Contemplaba yo la escena ante mí—la simple casa, el simple paisaje
característico de la posesión, los helados muros, las ventanas parecidas
a ojos vacíos, algunos juncos alineados y unos cuantos troncos blancos y
enfermizos—con una completa depresión de alma que no puede compararse
apropiadamente, entre las sensaciones terrestres, más que con ese
ensueño posterior del opiómano, con esa amarga vuelta a la vida diaria, a
la atroz caída del velo.
Era una sensación glacial, un abatimiento, una náusea en el corazón,
una irremediable tristeza de pensamiento que ningún estímulo de la
imaginación podía impulsar a lo sublime. ¿Qué era aquello—me detuve a
pensarlo—, qué era aquello que me desalentaba así al contemplar la Casa
de Usher?
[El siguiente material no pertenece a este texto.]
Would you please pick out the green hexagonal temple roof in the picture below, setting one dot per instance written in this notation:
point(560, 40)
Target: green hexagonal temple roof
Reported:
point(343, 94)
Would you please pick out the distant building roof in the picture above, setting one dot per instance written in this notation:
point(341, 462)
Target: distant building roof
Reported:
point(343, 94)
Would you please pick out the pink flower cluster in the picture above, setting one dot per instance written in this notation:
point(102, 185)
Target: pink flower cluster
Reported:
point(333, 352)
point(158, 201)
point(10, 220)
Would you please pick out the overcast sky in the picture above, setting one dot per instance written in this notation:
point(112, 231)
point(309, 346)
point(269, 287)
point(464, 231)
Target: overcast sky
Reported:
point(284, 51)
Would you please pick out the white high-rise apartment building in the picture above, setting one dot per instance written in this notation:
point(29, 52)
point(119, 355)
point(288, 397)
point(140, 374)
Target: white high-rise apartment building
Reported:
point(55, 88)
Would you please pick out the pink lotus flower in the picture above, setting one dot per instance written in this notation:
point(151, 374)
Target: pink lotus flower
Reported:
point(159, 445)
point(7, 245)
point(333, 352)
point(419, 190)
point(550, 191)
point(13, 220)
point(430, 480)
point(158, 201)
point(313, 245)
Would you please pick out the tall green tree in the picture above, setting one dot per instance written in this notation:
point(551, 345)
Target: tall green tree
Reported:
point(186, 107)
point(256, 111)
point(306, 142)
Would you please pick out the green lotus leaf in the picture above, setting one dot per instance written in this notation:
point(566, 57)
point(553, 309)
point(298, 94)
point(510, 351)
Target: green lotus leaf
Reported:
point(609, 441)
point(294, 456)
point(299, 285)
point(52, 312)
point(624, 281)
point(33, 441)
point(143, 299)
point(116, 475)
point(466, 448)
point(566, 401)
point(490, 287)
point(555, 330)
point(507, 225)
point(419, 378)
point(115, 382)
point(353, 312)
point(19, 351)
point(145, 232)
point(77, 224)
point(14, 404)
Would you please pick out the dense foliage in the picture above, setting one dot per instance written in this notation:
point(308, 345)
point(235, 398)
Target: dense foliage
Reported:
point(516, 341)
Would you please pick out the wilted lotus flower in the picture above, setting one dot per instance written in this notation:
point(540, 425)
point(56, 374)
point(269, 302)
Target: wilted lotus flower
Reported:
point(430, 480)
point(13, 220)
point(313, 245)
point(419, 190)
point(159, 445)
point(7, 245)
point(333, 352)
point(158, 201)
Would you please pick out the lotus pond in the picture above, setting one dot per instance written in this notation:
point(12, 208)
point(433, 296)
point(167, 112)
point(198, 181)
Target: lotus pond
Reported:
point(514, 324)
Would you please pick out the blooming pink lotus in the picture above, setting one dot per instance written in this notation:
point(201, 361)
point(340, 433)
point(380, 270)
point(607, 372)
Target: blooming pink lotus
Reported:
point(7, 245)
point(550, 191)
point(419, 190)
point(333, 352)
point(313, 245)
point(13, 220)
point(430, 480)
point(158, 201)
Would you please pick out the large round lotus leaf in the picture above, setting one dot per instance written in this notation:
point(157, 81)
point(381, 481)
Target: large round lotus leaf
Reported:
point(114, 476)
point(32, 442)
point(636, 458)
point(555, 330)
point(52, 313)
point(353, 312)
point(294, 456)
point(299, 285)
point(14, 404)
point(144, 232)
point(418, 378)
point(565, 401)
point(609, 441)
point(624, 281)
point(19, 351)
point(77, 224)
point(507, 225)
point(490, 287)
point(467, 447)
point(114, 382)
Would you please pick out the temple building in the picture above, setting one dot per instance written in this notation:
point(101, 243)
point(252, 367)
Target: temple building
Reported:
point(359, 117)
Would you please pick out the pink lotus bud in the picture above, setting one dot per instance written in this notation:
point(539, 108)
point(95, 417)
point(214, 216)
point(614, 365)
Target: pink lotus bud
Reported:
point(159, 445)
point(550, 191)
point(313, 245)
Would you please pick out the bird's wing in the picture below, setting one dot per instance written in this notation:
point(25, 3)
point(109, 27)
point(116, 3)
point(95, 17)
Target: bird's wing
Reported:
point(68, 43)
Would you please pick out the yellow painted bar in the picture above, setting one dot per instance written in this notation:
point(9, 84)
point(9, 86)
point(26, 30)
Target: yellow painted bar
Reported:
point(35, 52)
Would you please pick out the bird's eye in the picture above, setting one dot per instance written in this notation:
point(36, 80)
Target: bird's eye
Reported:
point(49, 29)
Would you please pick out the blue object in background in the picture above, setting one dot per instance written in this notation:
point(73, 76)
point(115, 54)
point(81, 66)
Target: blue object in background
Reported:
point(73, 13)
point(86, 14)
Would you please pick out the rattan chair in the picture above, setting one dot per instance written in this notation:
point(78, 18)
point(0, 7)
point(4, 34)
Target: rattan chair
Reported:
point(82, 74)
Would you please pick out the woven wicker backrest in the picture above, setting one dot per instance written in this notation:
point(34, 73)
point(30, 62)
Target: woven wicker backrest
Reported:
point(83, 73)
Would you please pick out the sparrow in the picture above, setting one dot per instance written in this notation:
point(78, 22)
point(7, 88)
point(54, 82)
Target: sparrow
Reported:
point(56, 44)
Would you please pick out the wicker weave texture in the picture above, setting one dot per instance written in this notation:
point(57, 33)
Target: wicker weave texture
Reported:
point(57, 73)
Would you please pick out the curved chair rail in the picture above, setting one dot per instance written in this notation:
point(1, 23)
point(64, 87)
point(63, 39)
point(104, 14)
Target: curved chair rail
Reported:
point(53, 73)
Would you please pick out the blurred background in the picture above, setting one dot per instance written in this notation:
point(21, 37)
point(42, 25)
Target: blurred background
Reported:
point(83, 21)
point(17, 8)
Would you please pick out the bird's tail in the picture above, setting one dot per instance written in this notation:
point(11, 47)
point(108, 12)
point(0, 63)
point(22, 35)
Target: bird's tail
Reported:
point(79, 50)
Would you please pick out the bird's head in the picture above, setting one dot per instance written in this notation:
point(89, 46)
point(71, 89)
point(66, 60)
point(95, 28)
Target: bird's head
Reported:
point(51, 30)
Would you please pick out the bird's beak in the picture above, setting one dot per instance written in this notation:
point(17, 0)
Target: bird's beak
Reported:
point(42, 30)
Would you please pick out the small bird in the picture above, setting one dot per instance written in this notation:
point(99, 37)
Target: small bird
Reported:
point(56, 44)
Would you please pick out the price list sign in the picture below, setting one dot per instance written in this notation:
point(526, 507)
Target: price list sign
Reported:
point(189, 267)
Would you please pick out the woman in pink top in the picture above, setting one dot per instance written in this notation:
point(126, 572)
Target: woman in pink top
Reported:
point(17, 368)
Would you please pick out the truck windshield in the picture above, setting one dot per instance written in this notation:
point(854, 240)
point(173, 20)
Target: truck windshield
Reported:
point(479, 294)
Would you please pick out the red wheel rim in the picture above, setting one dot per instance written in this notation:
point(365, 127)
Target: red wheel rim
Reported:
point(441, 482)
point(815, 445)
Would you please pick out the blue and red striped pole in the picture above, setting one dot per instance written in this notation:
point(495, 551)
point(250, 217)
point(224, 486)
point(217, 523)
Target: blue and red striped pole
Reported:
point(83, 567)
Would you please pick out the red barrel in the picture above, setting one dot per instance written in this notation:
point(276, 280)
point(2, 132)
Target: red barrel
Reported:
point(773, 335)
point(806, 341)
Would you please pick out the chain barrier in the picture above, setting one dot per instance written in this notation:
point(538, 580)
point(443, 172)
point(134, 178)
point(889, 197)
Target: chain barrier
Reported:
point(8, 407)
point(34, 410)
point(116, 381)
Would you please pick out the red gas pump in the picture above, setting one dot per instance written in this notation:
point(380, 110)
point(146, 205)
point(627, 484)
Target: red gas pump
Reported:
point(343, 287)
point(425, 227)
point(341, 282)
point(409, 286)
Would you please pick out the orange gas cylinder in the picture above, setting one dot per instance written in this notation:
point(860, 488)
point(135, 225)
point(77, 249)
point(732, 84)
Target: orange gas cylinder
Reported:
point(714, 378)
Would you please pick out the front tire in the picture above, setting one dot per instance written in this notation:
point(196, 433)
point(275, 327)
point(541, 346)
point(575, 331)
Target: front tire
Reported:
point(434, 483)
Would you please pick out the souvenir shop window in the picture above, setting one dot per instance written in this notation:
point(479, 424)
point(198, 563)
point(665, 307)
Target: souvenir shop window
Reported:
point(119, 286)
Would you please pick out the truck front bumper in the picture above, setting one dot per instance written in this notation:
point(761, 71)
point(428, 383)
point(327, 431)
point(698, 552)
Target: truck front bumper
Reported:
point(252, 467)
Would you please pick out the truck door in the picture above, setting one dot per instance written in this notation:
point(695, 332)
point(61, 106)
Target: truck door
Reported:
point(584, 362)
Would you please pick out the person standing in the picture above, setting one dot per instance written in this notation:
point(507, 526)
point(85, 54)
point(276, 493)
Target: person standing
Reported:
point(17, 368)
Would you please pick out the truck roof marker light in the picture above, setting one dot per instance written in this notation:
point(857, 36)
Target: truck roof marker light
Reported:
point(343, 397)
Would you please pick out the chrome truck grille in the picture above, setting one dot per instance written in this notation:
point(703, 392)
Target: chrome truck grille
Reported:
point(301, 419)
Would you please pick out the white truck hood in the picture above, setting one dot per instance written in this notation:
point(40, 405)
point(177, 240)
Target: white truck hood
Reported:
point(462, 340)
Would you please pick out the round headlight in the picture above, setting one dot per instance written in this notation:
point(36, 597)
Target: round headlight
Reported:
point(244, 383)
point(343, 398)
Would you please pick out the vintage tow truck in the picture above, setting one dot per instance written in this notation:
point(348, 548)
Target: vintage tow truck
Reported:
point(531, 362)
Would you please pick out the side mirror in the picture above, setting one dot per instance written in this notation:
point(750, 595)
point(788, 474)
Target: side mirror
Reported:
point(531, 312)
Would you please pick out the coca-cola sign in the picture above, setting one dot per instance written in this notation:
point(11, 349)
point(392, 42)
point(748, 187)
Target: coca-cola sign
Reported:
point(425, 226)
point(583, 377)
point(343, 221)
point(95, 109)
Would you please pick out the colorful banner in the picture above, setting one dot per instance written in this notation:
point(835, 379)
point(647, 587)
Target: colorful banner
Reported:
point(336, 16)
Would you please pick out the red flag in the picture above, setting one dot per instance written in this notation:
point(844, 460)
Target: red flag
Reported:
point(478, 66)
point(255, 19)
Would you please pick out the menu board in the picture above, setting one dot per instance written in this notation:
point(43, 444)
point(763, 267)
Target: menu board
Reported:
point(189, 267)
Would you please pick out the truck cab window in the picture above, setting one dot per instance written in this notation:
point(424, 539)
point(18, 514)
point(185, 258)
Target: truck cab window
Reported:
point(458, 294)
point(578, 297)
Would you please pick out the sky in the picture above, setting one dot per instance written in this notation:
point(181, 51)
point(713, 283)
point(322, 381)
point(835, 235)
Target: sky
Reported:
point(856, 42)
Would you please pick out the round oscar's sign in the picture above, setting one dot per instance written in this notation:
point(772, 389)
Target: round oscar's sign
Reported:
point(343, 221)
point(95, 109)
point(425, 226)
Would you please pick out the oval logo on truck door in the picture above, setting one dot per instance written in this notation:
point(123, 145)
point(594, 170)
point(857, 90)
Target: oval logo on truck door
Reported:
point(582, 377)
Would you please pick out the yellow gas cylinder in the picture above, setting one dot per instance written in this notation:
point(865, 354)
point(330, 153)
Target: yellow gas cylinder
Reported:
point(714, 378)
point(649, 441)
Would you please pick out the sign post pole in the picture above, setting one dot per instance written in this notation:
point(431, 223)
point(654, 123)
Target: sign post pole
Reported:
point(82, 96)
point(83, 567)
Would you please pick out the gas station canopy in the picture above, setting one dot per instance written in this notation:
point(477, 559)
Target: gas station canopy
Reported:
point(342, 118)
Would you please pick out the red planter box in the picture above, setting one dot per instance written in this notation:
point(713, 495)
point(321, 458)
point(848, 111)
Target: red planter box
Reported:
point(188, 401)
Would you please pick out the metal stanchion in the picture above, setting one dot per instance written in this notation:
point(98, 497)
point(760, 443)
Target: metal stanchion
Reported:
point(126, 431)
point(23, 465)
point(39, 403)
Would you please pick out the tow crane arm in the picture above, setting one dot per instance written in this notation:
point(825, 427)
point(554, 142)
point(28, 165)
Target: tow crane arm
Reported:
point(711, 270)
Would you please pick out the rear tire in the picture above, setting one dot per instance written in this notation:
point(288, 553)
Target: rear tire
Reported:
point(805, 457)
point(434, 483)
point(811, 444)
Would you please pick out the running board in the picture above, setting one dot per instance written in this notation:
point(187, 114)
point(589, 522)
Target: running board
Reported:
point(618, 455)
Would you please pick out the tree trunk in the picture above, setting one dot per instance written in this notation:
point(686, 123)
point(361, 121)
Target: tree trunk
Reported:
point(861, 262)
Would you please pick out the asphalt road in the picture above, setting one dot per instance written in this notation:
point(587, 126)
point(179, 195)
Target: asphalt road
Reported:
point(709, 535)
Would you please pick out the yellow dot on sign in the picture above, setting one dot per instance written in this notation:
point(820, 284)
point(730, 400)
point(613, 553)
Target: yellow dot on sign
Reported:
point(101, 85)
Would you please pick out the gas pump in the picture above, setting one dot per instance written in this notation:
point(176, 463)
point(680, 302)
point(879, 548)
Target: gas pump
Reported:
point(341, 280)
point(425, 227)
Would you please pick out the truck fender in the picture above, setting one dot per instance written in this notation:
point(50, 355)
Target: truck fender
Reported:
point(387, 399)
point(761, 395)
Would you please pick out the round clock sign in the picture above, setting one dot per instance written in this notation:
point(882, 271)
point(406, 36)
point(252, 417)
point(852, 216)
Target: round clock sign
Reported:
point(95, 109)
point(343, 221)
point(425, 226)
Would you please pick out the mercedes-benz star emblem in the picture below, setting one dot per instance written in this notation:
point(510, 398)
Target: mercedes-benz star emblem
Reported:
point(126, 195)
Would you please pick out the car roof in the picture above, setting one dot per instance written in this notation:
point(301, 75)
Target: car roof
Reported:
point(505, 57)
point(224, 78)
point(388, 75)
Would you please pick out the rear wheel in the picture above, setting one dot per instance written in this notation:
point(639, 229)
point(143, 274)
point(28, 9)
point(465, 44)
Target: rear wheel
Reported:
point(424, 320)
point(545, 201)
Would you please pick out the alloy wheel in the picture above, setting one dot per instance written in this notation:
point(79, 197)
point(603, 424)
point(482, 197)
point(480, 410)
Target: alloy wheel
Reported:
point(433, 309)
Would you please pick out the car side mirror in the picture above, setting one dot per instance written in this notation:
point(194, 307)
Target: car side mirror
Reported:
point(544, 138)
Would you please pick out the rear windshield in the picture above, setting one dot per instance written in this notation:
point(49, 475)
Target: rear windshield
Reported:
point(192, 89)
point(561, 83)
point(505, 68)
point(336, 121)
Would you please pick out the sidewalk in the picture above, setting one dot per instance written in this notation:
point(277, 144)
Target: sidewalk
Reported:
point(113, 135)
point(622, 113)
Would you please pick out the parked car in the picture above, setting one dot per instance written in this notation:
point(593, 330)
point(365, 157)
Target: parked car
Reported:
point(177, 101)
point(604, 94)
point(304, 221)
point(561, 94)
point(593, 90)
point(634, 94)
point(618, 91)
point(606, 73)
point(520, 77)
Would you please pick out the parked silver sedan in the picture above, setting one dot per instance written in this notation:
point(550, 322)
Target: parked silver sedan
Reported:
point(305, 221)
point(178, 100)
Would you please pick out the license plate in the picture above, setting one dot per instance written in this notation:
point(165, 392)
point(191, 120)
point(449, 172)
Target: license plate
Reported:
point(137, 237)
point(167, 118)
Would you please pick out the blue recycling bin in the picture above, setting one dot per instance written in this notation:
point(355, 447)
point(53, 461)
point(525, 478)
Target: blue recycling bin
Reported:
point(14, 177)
Era un misterio de todo punto insoluble; no podía luchar
contra las sombrías visiones que se amontonaban sobre mí mientras
reflexionaba en ello.
Me vi forzado a recurrir a la conclusión insatisfactoria de que existen,
sin lugar a dudas, combinaciones de objetos naturales muy simples que
tienen el poder de afectarnos de este modo, aunque el análisis de ese
poder se base sobre consideraciones en que perderíamos pie.